WASHINGTON — North America’s Building Trades Unions (NABTU) and CPWR-The Center for Construction Research and Training released a national standard for infectious disease exposure control practices for U.S. construction sites. These guidelines aim to prevent disease, disability, and death caused by infectious disease exposure in lieu of federal action by OSHA.
The new national framework outlines planning and implementation elements with strong minimum standards, screening policies, and the requirement of a comprehensive employer exposure control plan comprised of control measures, symptom checking, social distancing, training, hygiene, and decontamination procedures.
“The COVID-19 pandemic clearly underscores the need for and value of a strong, adaptable, and multipurpose exposure control standard to prevent the spread of infectious diseases on U.S. construction sites,” said Sean McGarvey, president of NABTU. “Amid growing concerns across various industries regarding workplace safety in lieu of federal actions, the building trades are trying to do our best to protect our members and contractors on the job, and — for that matter — everyone in the construction industry.”
With the broad and complex challenges from infectious diseases today, providing a framework of exposure control practices is critical, said Chris Trahan Cain, executive director, CPWR-The Center for Construction Research and Training. “COVID-19 has not only raised awareness about the emergence and spread of infectious diseases, it has also provided the opportunity to advance their control.
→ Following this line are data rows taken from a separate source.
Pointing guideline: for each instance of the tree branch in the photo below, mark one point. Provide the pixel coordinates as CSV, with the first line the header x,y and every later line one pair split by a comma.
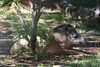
x,y
19,12
32,4
39,5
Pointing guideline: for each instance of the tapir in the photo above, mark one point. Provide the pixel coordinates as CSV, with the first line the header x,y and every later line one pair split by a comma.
x,y
64,35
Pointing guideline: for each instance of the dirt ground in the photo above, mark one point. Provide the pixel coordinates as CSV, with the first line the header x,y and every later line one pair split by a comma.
x,y
92,46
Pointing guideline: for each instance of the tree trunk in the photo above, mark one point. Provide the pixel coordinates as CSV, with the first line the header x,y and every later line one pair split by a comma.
x,y
35,17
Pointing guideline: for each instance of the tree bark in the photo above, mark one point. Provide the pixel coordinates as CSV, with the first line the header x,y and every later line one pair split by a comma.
x,y
35,17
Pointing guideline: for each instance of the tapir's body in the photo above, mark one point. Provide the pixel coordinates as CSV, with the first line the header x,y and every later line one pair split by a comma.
x,y
64,35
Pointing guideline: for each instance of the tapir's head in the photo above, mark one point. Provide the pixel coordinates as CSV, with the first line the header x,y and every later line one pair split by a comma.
x,y
67,34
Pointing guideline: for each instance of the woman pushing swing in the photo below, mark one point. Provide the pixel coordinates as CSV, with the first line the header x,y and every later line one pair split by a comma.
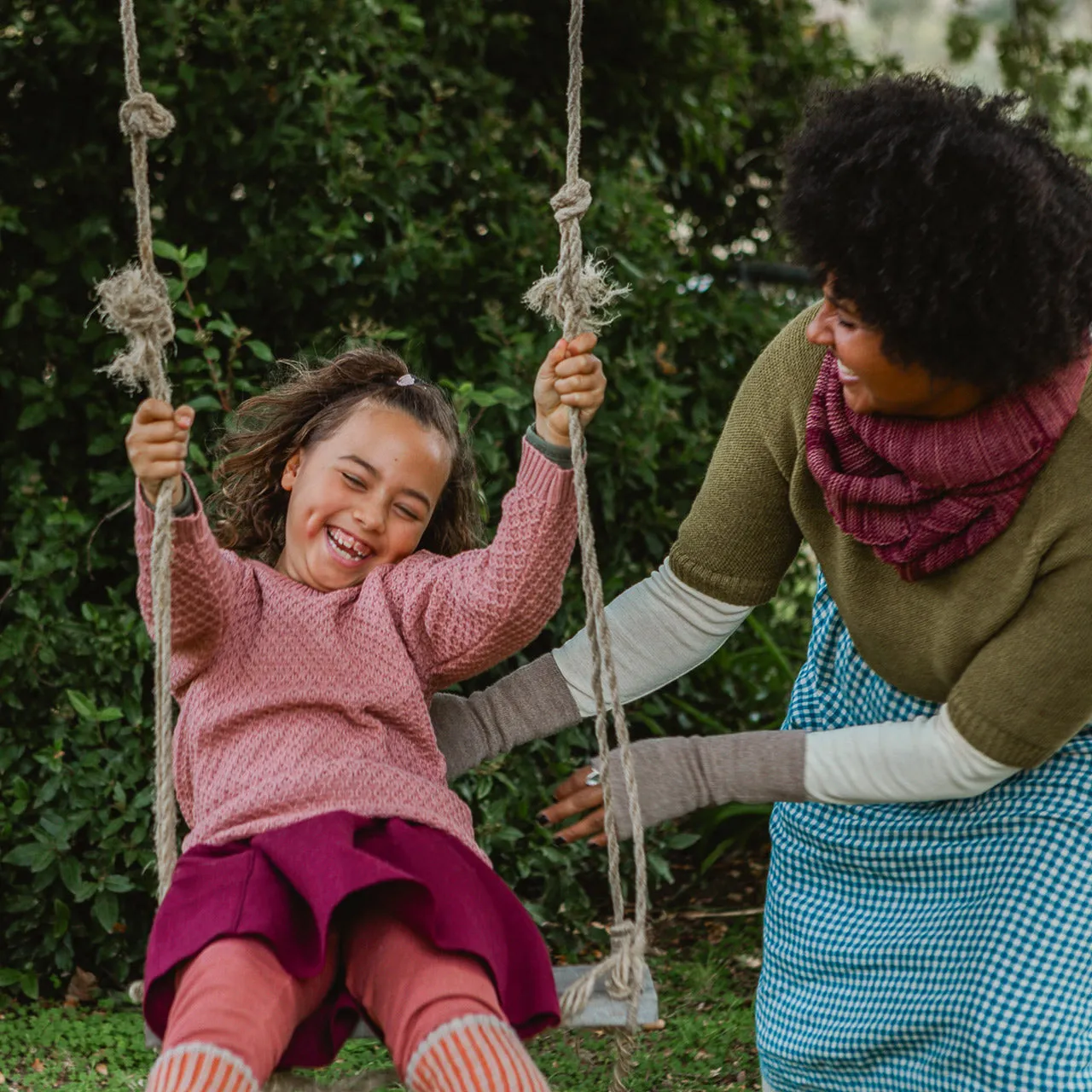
x,y
927,429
Given the current pandemic and the probability of future infectious disease outbreaks, this national framework will help the construction industry advance functions to better prevent and control infectious diseases and improve health on work sites.”
In many places across the country, many unions, contractors, and project owners have already implemented these protocols, McGarvey said.
“The industry has been calling for a single national standard, and this is a product we highly recommend for owners, contractors, union members, and all of our industry. We hope these guidelines will raise the bar to prevent and control infectious threats and improve safety and health management practices for not just construction, but all industries.”